Description
As there are many books currently published which do not subscribe to the general Reformed position on the Second Commandment, we don’t believe that this should necessarily stop believers from perusing the helpful content in such volumes. As such, we are making these packs of ten stickers available for those who subscribe to this position in order to help avoid violations of conscience.
This pack contains 10 x Black & White stickers which measure 50 x 50mm (or 1.9685 x 1.9685 inches). Shipping worldwide.
The General Reformed Position on the Second Commandment:
It has long been noted in the Reformed tradition that pictures of Christ were seen as violation of the second commandment, “You shall not make for yourself a carved image, or any likeness of anything that is in heaven above, or that is in the earth beneath, or that is in the water under the earth.” (Exodus 20:4).
Question 109 of the Westminster Longer Catechism answers, when raising ‘What are the sins forbidden in the second commandment?’:
“The sins forbidden in the second commandment are, … the making any representation of God, of all or of any of the three persons, either inwardly in our mind, or outwardly in any kind of image or likeness of any creature whatsoever…”
Likewise, Question 98 of the Heidelberg Catechism which posits: ‘But may not pictures be tolerated in churches as books for the people?’ answers it by stating:
“No, for we should not be wiser than God, who will not have His people taught by dumb idols,[1] but by the lively preaching of His Word.”
This position is also taken by John Owen, one of the ablest proponents of Puritan theology, who in his The Glory of Christ (1679) argues:
“Many there are who, not comprehending, not being affected with, that divine, spiritual description of the person of Christ which is given us by the Holy Ghost in the Scripture, do feign unto themselves false representations of him by images and pictures, so as to excite carnal and corrupt affections in their minds.

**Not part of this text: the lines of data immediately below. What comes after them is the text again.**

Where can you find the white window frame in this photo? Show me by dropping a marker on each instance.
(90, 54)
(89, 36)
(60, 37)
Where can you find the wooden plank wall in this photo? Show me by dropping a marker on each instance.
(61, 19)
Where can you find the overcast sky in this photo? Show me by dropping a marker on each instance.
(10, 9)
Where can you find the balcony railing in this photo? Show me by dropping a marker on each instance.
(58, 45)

By the help of their outward senses, they reflect on their imaginations the shape of a human body, cast into postures and circumstances dolorous or triumphant; and so, by the working of their fancy, raise a commotion of mind in themselves, which they suppose to be love unto Christ. But all these idols are teaches of lies. The true beauty and amiableness of the person of Christ, which is the formal object and cause of divine love, is so far from being represented herein, as that the mind is thereby wholly diverted from the contemplation of it. For no more can be so pictured unto us but what may belong unto a mere man, and what is arbitrarily referred unto Christ, not by faith, but by corrupt imagination.”